Mwonzoras case to go to Supreme Court

douglas_mwonzora2HARARE - A Nyanga magistrate has granted the spokesman for Prime Minister Morgan Tsvangirai's MDC party leave to challenge in the Supreme Court the constitutionality of Section 121 subsection (3) of the Criminal Procedure and Evidence Act (CPEA). (Pictured: Douglas Mwonzora)

The draconian piece of legislation has been abused by State prosecutors to keep an accused person in jail for seven days, even after bail has been granted.

Douglas Mwonzora, the partys new spokesman, appeared this week in Nyanga Magistrates Court for a determination on a petition he filed challenging the use of the Section to keep him in jail after his February 21 arrest together with 24 MDC activists after they were granted $50 bail each.

The applicants want the Supreme Court, in terms of Section 24 (2) of the Constitution of Zimbabwe, to declare that their fundamental rights, provided for in the Constitution of Zimbabwe, and other international human rights instruments to which Zimbabwe is a state party, have been violated.
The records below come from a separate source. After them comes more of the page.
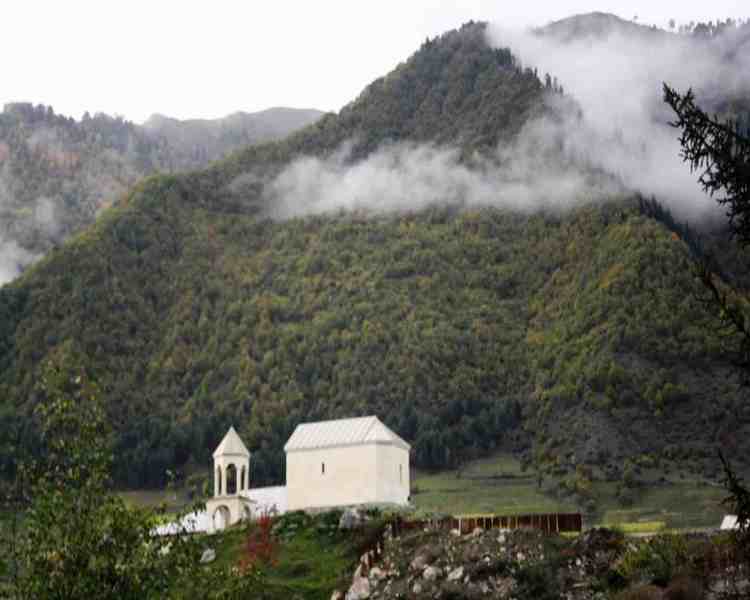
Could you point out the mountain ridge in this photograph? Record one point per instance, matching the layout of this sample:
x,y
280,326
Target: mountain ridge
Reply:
x,y
465,329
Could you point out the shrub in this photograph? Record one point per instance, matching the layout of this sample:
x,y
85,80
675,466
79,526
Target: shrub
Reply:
x,y
260,546
641,592
655,561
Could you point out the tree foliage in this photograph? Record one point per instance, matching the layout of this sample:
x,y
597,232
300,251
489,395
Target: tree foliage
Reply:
x,y
78,538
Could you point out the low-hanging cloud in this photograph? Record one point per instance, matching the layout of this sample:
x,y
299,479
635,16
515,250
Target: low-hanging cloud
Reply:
x,y
617,81
409,177
610,134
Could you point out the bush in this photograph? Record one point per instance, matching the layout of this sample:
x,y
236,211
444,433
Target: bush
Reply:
x,y
655,561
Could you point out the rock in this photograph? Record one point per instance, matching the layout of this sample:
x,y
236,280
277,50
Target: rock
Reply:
x,y
420,562
209,555
351,518
359,590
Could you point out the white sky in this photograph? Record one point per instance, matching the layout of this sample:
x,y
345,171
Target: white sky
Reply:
x,y
187,58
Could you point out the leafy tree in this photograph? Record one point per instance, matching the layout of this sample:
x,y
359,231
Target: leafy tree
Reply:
x,y
79,539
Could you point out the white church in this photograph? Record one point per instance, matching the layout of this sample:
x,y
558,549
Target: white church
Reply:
x,y
329,464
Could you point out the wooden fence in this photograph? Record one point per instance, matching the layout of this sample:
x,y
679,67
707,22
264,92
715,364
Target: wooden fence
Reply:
x,y
548,523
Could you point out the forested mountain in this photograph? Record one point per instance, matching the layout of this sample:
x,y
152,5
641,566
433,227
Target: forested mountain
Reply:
x,y
574,333
57,174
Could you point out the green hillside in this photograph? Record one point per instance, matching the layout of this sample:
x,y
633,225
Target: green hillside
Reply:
x,y
58,174
572,338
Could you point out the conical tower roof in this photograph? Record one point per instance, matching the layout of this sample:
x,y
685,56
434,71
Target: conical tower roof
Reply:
x,y
231,445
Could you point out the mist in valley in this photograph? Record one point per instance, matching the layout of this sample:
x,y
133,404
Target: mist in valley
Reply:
x,y
609,134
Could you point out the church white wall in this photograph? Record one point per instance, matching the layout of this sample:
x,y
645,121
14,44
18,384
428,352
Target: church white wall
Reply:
x,y
392,479
349,477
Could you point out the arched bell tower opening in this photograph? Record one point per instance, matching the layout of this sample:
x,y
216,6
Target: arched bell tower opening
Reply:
x,y
231,479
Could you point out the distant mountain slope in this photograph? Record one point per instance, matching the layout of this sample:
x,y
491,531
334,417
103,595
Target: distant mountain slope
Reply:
x,y
465,329
195,142
57,174
598,25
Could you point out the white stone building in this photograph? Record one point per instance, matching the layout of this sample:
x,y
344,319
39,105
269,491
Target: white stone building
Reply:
x,y
346,462
329,464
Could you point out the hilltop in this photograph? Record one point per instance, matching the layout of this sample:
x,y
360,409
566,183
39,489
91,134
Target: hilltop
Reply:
x,y
568,336
58,174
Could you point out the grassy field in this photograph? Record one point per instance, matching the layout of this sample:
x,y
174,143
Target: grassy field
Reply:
x,y
496,485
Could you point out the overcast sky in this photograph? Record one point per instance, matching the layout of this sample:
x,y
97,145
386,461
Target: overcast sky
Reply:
x,y
185,58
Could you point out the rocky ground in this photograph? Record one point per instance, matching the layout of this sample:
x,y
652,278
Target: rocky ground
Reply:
x,y
527,564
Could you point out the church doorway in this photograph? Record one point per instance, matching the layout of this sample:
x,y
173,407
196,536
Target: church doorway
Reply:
x,y
221,518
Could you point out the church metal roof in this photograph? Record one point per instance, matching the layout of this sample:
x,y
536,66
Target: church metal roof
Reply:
x,y
231,445
343,432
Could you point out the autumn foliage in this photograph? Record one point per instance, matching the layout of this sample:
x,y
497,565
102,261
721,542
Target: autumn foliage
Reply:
x,y
260,546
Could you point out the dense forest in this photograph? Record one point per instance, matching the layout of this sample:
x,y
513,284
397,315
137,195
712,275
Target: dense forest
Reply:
x,y
58,174
575,337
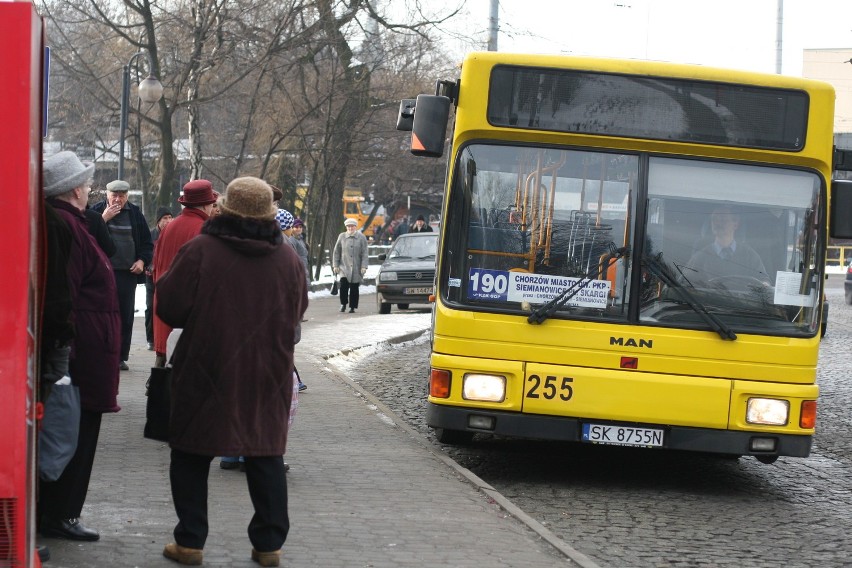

They are represented by Jeremiah Bamu of Zimbabwe Lawyers for Human Rights.

The application also wants the Supreme Court to determine whether or not the failure by the police to apprehend the persons who abducted and assaulted and tortured the applicants denied the applicants’ protection of law and whether or not the discretion to arrest in itself was improperly exercised, with the result that the applicants were unduly deprived of their right to liberty.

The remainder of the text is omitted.